= Alison Shell =

Alison Eva Mary Shell, (born 19 June 1964) is a British scholar and literary critic. She is a professor in the Department of English Language and Literature at University College London. Most of her scholarly work explores the relationship between Christianity and literature in Britain from the Reformation to the 21st century.

==Early life and education==
Shell was born on 19 June 1964 in London, England. She was educated at North London Collegiate School, an all-girls independent school. She studied at St Hilda's College, Oxford, where she obtained a B.A./M.A. and D.Phil.

==Career==
Shell served as a Rare Books Curator at the Royal Institute of British Architects before becoming a British Academy Post-Doctoral Fellow at University College London (UCL) from 1994 to 1997. Her first permanent academic position was at the University of Durham, where she worked from 1997 to 2010 before returning to UCL.

Since 2010, Shell has been a series editor for the Pontifical Institute of Medieval Studies at the University of Toronto. Alongside Thomas S. Freeman and Ann Hutchison, she founded the series 'Catholic and Recusant Texts of the Late Medieval and Early Modern Periods.' She also serves on the editorial boards for the journals British Catholic History and Reformation.
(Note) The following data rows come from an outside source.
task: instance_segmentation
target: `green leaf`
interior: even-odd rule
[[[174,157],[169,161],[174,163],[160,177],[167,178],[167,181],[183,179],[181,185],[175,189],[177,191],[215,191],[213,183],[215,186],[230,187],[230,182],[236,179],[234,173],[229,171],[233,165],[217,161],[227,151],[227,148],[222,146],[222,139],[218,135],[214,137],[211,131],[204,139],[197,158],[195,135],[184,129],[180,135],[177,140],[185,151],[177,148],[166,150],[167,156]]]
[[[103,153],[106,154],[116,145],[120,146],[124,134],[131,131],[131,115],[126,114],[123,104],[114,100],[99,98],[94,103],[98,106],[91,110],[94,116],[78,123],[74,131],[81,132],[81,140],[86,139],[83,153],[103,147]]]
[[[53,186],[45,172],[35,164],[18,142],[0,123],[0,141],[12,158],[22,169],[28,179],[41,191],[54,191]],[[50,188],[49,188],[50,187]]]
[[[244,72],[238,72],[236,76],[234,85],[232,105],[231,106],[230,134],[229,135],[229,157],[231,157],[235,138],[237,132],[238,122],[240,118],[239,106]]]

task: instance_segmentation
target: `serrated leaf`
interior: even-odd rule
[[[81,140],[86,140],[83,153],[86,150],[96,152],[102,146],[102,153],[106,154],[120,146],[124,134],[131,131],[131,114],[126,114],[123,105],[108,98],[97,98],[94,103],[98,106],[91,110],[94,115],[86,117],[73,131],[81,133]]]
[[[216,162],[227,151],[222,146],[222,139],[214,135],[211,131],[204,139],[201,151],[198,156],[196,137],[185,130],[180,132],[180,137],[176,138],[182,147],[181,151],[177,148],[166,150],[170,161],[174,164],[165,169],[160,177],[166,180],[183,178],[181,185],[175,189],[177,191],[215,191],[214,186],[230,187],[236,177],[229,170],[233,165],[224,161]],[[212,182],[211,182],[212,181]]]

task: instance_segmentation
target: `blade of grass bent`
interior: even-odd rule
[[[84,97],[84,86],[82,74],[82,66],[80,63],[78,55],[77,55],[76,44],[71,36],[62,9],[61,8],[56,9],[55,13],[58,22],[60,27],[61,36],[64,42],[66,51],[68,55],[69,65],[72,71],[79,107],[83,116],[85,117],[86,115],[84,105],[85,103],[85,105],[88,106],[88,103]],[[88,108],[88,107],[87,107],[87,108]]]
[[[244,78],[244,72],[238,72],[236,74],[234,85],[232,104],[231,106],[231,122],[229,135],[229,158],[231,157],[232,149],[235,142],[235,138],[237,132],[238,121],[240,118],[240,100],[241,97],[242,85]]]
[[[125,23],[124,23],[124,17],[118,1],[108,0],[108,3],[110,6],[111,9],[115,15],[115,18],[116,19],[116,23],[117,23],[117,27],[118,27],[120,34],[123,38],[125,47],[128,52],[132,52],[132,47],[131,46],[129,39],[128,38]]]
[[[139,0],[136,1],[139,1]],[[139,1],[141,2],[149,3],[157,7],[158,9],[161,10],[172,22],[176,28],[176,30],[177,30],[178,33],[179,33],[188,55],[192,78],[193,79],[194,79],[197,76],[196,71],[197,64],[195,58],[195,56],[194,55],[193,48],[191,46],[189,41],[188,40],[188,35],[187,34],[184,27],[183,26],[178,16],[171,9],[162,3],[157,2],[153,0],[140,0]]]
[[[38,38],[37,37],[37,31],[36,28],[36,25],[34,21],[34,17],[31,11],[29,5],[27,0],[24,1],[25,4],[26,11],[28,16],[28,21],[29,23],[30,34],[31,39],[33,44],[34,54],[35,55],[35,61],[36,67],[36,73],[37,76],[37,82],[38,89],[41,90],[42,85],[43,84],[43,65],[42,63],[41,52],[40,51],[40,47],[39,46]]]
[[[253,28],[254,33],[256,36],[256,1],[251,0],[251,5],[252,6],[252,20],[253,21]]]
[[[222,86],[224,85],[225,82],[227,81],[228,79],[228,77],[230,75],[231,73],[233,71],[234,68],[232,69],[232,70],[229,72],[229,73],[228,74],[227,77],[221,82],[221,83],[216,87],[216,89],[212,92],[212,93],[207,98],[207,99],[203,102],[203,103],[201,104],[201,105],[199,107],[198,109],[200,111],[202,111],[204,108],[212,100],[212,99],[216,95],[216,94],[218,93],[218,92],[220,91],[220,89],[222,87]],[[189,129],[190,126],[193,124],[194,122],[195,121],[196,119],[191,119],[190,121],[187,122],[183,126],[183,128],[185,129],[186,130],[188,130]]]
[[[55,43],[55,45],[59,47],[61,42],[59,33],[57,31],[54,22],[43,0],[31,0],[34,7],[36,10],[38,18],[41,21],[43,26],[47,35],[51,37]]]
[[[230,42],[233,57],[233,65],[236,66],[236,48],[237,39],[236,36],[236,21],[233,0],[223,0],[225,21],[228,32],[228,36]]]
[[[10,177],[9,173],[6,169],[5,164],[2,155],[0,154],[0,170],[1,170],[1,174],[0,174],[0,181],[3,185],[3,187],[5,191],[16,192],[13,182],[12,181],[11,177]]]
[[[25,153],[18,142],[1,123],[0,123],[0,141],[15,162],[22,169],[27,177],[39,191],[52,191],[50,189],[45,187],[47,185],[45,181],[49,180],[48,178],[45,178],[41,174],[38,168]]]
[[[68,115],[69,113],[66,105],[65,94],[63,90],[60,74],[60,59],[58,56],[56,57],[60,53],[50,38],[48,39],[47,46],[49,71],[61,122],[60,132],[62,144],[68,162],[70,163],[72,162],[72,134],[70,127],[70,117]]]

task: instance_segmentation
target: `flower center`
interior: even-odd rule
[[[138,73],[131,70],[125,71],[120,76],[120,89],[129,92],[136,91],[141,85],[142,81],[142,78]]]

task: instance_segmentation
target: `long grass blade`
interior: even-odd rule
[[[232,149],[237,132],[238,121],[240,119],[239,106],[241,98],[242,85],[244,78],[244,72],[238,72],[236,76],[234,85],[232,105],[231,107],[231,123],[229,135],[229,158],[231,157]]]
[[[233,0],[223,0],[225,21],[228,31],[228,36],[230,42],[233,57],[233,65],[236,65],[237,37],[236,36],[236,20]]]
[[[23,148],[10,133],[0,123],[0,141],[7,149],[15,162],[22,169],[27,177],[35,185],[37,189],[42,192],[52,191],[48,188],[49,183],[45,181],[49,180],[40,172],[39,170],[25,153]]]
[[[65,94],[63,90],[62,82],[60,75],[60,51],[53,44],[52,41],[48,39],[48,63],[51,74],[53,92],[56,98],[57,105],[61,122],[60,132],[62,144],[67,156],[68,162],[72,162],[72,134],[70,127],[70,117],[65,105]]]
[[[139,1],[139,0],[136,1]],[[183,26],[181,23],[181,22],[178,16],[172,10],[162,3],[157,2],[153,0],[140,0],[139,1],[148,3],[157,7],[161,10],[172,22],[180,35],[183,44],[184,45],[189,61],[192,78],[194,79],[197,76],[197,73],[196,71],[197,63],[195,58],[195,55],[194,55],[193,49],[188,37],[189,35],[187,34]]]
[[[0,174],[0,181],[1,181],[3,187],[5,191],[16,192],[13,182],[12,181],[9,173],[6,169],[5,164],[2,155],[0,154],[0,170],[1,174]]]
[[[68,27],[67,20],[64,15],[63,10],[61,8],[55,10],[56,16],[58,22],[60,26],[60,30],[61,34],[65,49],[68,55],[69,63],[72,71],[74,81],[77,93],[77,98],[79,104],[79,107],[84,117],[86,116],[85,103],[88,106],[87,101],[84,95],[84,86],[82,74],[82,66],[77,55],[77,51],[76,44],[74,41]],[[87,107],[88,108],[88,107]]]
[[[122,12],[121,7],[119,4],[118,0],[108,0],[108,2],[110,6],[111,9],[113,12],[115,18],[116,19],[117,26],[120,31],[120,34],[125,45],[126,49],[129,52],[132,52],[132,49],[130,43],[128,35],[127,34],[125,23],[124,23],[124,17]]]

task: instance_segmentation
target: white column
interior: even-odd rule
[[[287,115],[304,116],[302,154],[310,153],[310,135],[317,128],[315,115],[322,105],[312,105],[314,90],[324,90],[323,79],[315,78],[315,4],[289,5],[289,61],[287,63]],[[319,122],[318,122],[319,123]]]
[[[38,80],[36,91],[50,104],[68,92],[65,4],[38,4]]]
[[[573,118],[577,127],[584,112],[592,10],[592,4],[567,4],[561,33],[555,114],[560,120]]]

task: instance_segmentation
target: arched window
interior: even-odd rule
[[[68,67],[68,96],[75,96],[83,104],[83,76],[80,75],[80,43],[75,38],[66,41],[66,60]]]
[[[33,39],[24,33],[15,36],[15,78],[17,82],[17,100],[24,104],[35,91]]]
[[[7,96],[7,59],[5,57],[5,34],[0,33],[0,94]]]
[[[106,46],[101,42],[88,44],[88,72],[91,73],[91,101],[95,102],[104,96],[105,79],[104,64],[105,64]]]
She reviews for the Times Literary Supplement, and in 2024 she preached the annual Shakespeare Sermon at Holy Trinity Church, Stratford-upon-Avon.

==Fellowships==

Shell is a fellow of the British Academy, the English Association, and the Society of Antiquaries. She has held visiting fellowships at the Newberry Library in Chicago, the Beinecke Library at Yale, and the Lewis Walpole Library at Yale.
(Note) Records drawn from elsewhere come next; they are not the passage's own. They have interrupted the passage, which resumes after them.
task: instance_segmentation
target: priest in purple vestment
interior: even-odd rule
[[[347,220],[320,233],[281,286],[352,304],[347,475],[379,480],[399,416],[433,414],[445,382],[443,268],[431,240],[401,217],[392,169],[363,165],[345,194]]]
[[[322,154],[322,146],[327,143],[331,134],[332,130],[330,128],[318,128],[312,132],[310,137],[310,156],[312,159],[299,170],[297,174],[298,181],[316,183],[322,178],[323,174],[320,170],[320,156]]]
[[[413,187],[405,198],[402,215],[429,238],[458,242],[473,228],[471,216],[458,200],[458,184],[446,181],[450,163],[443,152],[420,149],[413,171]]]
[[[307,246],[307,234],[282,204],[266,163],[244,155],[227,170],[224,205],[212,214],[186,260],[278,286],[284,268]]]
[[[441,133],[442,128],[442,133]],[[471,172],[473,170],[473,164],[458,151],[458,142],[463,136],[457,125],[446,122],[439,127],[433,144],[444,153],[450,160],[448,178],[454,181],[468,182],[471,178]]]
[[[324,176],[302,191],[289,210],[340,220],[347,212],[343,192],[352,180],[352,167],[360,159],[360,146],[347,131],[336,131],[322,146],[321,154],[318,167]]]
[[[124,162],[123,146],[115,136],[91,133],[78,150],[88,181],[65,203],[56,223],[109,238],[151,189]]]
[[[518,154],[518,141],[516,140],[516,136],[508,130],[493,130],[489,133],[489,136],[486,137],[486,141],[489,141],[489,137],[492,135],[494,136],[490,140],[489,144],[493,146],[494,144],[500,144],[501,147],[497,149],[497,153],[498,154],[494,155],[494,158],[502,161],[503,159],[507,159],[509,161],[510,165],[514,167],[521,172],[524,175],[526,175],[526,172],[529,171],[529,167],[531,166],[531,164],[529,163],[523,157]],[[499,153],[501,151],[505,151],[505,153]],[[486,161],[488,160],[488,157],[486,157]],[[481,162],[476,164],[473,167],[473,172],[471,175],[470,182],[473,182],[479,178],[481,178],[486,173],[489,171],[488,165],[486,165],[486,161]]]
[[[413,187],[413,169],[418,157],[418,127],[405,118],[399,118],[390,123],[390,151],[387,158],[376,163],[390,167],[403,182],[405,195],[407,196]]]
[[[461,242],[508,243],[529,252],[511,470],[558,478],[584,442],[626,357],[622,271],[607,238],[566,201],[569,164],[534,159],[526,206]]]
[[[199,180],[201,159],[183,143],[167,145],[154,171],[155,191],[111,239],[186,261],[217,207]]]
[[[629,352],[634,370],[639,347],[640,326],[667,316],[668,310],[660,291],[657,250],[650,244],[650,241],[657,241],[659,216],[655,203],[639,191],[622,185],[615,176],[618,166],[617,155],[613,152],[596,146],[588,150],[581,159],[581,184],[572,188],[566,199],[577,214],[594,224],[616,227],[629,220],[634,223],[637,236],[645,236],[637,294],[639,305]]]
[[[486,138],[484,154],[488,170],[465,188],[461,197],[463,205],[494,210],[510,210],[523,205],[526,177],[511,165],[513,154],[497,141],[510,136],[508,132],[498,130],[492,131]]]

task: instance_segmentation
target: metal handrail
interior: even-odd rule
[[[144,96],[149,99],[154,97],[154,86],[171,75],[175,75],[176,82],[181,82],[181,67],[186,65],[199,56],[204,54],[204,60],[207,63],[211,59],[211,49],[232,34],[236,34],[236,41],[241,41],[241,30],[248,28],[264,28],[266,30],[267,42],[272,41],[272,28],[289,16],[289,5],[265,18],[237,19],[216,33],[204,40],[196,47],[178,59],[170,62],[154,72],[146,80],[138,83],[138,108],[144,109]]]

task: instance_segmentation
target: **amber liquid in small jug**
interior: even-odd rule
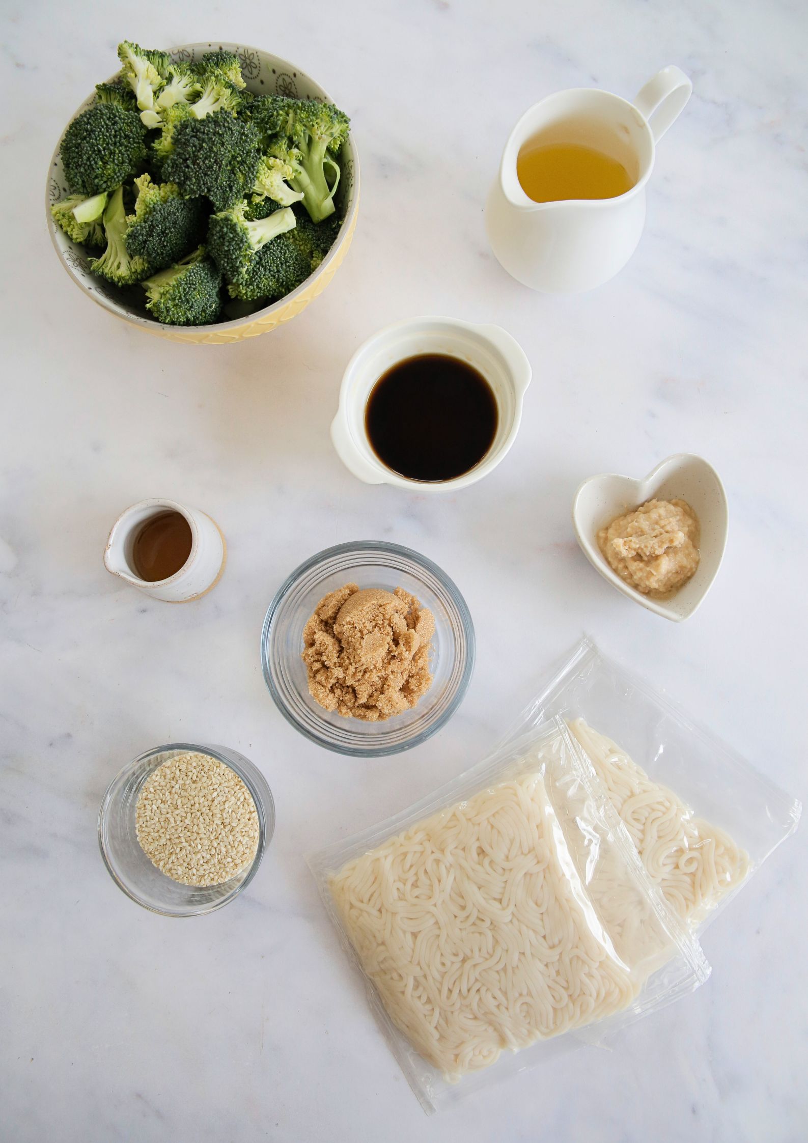
[[[519,152],[517,175],[534,202],[615,199],[634,181],[623,163],[577,143],[529,139]]]

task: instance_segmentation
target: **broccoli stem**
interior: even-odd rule
[[[294,230],[297,225],[297,218],[290,207],[285,207],[282,210],[273,210],[266,218],[256,218],[253,222],[245,222],[243,225],[249,232],[250,242],[257,250],[273,238],[277,238],[278,234],[283,234],[287,230]]]
[[[96,218],[101,218],[106,208],[107,200],[106,191],[101,194],[94,194],[89,199],[85,199],[80,202],[78,207],[73,207],[73,217],[77,222],[95,222]]]
[[[328,144],[322,139],[312,139],[307,153],[303,157],[299,171],[295,173],[291,185],[296,191],[303,191],[303,205],[312,222],[322,222],[334,214],[334,186],[326,178]],[[335,165],[336,166],[336,165]],[[304,176],[304,177],[302,177]]]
==Bibliography (selected)==
- Shakespeare and Religion (London: Arden Shakespeare, Critical Companions, 2010; paperback 2015).
- Oral Culture and Catholicism in Early Modern England (Cambridge: Cambridge UP, 2007, paperback, 2009).
- Catholicism, Controversy and the English Literary Imagination, 1558-1660 (Cambridge: Cambridge UP, 1999, paperback 2006).